On Monday, November 18, 2019 at 6:50:38 PM UTC-6, Brent wrote:



    On 11/18/2019 4:33 PM, Philip Thrift wrote:


    On Monday, November 18, 2019 at 3:48:35 PM UTC-6, Brent wrote:


        In using path integrals you arrive a probabilities for
        various possible outcomes.  But that's not the end of the
        science.  You also observe/measure/experience some particular
        outcome. And then you compute future path integrals starting
        from the observed state...using the observed state implies
        you went from a state of uncertainty expressed by
        probabilities to a state of certainty regarding the new
        state....aka using knowledge.

        Brent





    *Knowledge* is something having to do with human brains
    ("knowing"), and when they became the "engines" of speaking and
    writing, then *knowledge* could be communicated between
    intelligent beings. (Perhaps other primates too are
    *knowledge*-able, but that's debatable.)

    Now it seems to me that in the first few billion years at least
    of the universe (after the Big Bang) there were no knowledge-able
    beings, There hadn't been time for them to evolve anywhere.

    But during that time quantum processes (and chemical, and at
    least somewhere at some point biological precesses) were going
    along fine without any knowledge-able beings exiting, and thus
    there was no knowledge changing" -- because there was no
    knowledge during that time.

    So how is knowledge needed as a concept in any way in QM when QM
    processes were occurring in the universe fine before knowledge
    existed?

    Whoever put "knowledge: in QM screwed up.

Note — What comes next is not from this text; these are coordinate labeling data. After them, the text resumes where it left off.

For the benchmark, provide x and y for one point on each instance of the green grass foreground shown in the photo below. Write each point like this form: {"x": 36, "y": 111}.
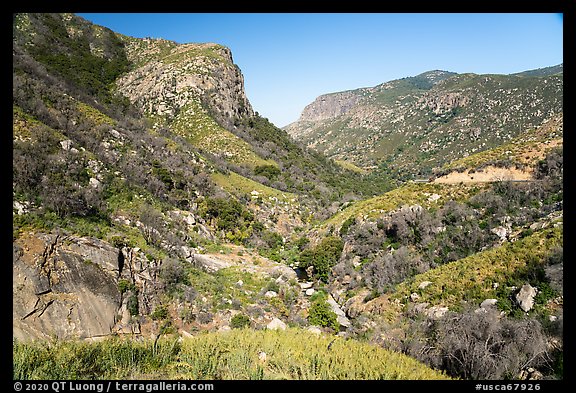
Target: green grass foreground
{"x": 291, "y": 354}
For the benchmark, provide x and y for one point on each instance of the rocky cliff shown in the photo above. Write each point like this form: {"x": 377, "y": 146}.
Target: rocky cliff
{"x": 169, "y": 76}
{"x": 68, "y": 287}
{"x": 416, "y": 124}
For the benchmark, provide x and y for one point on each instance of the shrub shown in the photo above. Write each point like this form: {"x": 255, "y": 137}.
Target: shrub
{"x": 323, "y": 257}
{"x": 321, "y": 314}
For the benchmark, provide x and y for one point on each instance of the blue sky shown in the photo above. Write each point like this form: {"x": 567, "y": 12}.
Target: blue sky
{"x": 290, "y": 59}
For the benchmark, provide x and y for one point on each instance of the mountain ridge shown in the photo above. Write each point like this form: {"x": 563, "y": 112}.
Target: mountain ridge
{"x": 455, "y": 115}
{"x": 150, "y": 203}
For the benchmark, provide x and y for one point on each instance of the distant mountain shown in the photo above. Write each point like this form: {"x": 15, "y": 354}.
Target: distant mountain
{"x": 413, "y": 125}
{"x": 553, "y": 70}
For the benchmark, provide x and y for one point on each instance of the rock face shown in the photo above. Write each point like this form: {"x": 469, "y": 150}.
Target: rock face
{"x": 67, "y": 287}
{"x": 525, "y": 297}
{"x": 439, "y": 114}
{"x": 340, "y": 315}
{"x": 179, "y": 74}
{"x": 329, "y": 105}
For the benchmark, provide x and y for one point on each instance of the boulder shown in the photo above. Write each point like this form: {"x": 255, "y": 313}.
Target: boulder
{"x": 424, "y": 284}
{"x": 488, "y": 303}
{"x": 305, "y": 285}
{"x": 525, "y": 297}
{"x": 340, "y": 315}
{"x": 314, "y": 329}
{"x": 436, "y": 312}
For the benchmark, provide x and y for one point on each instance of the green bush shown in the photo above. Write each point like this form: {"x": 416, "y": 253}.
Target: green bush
{"x": 269, "y": 171}
{"x": 322, "y": 257}
{"x": 321, "y": 314}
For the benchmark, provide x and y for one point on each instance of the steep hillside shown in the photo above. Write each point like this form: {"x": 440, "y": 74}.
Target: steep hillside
{"x": 416, "y": 124}
{"x": 151, "y": 202}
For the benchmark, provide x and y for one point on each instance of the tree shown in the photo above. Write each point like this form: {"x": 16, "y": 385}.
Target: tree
{"x": 322, "y": 257}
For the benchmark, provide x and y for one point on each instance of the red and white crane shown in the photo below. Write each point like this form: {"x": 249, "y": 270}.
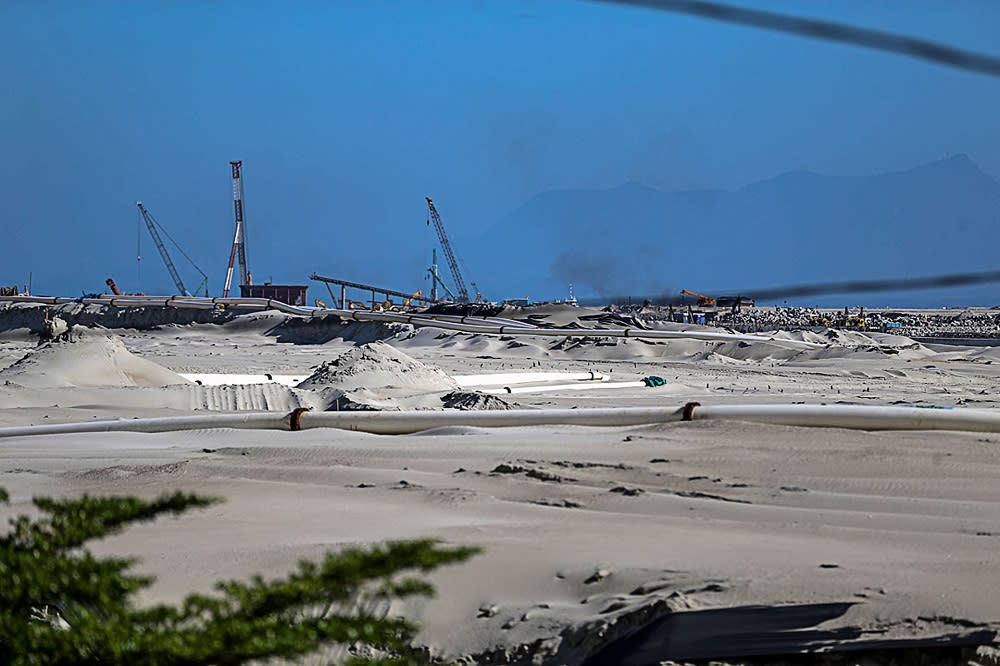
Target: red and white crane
{"x": 239, "y": 250}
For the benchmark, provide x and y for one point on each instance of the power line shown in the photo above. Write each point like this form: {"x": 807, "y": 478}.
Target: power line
{"x": 912, "y": 47}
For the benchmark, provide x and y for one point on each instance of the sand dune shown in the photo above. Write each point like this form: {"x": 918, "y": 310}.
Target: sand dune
{"x": 86, "y": 358}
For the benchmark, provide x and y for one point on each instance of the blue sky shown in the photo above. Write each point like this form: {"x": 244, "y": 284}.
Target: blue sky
{"x": 347, "y": 114}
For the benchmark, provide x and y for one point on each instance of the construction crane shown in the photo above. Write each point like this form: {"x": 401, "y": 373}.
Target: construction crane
{"x": 239, "y": 240}
{"x": 153, "y": 225}
{"x": 436, "y": 278}
{"x": 456, "y": 274}
{"x": 703, "y": 300}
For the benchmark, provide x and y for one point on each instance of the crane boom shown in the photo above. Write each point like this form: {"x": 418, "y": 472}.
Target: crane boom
{"x": 463, "y": 292}
{"x": 239, "y": 251}
{"x": 151, "y": 225}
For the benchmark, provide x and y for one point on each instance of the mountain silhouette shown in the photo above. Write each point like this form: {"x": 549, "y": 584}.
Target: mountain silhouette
{"x": 796, "y": 227}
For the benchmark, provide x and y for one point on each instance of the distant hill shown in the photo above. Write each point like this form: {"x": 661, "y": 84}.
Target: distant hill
{"x": 796, "y": 227}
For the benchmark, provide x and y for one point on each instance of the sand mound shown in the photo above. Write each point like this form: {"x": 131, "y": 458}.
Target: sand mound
{"x": 473, "y": 400}
{"x": 85, "y": 358}
{"x": 379, "y": 367}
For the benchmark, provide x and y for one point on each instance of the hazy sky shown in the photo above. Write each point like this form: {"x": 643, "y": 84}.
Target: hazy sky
{"x": 347, "y": 114}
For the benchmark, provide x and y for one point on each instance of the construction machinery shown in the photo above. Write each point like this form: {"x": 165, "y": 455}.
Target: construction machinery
{"x": 703, "y": 300}
{"x": 154, "y": 228}
{"x": 456, "y": 273}
{"x": 239, "y": 239}
{"x": 436, "y": 280}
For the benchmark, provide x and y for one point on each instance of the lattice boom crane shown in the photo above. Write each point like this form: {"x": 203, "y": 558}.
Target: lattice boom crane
{"x": 151, "y": 225}
{"x": 463, "y": 292}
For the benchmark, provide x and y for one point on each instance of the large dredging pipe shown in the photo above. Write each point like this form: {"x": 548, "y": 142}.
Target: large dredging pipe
{"x": 465, "y": 324}
{"x": 857, "y": 417}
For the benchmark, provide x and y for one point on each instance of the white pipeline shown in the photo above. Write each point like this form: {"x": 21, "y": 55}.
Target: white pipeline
{"x": 473, "y": 325}
{"x": 861, "y": 417}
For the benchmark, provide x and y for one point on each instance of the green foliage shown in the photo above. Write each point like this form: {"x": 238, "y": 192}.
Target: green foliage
{"x": 61, "y": 605}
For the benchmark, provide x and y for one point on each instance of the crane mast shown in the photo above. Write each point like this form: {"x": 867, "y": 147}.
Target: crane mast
{"x": 151, "y": 225}
{"x": 239, "y": 251}
{"x": 463, "y": 292}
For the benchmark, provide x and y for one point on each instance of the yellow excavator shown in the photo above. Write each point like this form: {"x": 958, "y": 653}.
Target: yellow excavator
{"x": 703, "y": 300}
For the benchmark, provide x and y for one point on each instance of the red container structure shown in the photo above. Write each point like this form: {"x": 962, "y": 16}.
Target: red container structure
{"x": 293, "y": 294}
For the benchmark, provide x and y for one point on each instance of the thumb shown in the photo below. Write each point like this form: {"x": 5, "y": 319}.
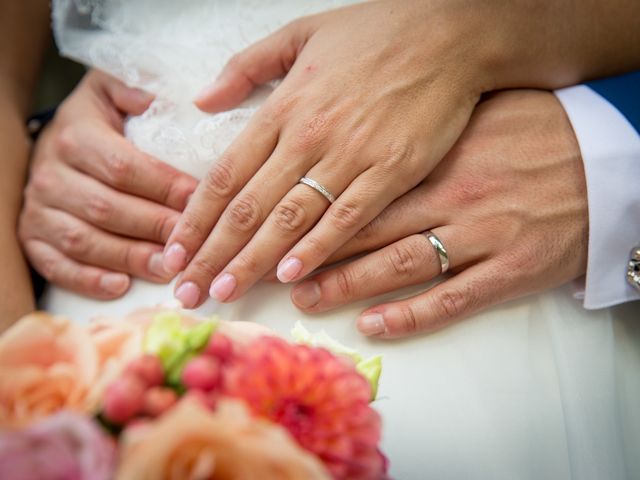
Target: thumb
{"x": 268, "y": 59}
{"x": 131, "y": 101}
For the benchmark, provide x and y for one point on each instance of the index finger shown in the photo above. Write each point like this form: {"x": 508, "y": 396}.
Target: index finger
{"x": 112, "y": 159}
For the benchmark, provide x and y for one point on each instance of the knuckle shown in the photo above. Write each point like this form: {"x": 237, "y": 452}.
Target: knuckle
{"x": 220, "y": 182}
{"x": 450, "y": 304}
{"x": 279, "y": 109}
{"x": 98, "y": 209}
{"x": 41, "y": 181}
{"x": 74, "y": 241}
{"x": 162, "y": 227}
{"x": 118, "y": 169}
{"x": 345, "y": 282}
{"x": 48, "y": 268}
{"x": 346, "y": 216}
{"x": 290, "y": 216}
{"x": 205, "y": 268}
{"x": 248, "y": 263}
{"x": 401, "y": 260}
{"x": 316, "y": 247}
{"x": 244, "y": 214}
{"x": 408, "y": 319}
{"x": 312, "y": 132}
{"x": 66, "y": 141}
{"x": 192, "y": 228}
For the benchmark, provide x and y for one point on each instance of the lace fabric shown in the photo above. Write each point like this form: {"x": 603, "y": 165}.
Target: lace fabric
{"x": 536, "y": 388}
{"x": 173, "y": 49}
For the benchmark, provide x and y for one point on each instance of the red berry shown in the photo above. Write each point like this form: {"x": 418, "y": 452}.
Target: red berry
{"x": 200, "y": 397}
{"x": 148, "y": 369}
{"x": 123, "y": 399}
{"x": 158, "y": 400}
{"x": 220, "y": 346}
{"x": 202, "y": 373}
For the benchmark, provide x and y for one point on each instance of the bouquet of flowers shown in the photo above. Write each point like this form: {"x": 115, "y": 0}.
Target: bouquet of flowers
{"x": 161, "y": 395}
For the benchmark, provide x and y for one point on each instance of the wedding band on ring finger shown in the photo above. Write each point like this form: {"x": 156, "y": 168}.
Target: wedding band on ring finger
{"x": 441, "y": 251}
{"x": 318, "y": 188}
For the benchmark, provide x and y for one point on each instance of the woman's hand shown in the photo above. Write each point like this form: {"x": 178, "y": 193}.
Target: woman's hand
{"x": 508, "y": 203}
{"x": 96, "y": 209}
{"x": 374, "y": 96}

    You're dodging the question like you're running for office on the
    know-nothing ticket.

    I've already asked all the way I can think of what it is that
    causes you to change your estimate of the future evolution of a
    quantum system when you measure it.  I've concluded you have no
    knowledge of this process.

    Brent


You are dodging the question:

W/as there any knowledge to be changed (or updated) - or my "knowledge of this process" - or "my estimate of the future evolution of a quantum process" - anywhere in he universe 10 billion years ago?/

Your knowledge of processes 10 billion years ago is based on measurements done in telescopes and laboratories today and inferences from them.



Knowledge (changing/updating knowledge) in any way whatsoever is *completely irrelevant* to anything in quantum mechanics.

Forget "knowledge".  I'm not arguing about semantics.  I'm asking what changes when there is a measurement of a quantum system?

Brent


That;s been stated at least 100 times, and that that was stated 20 years ago on Vic's Atoms and Void. You keep objecting. OK. We get it.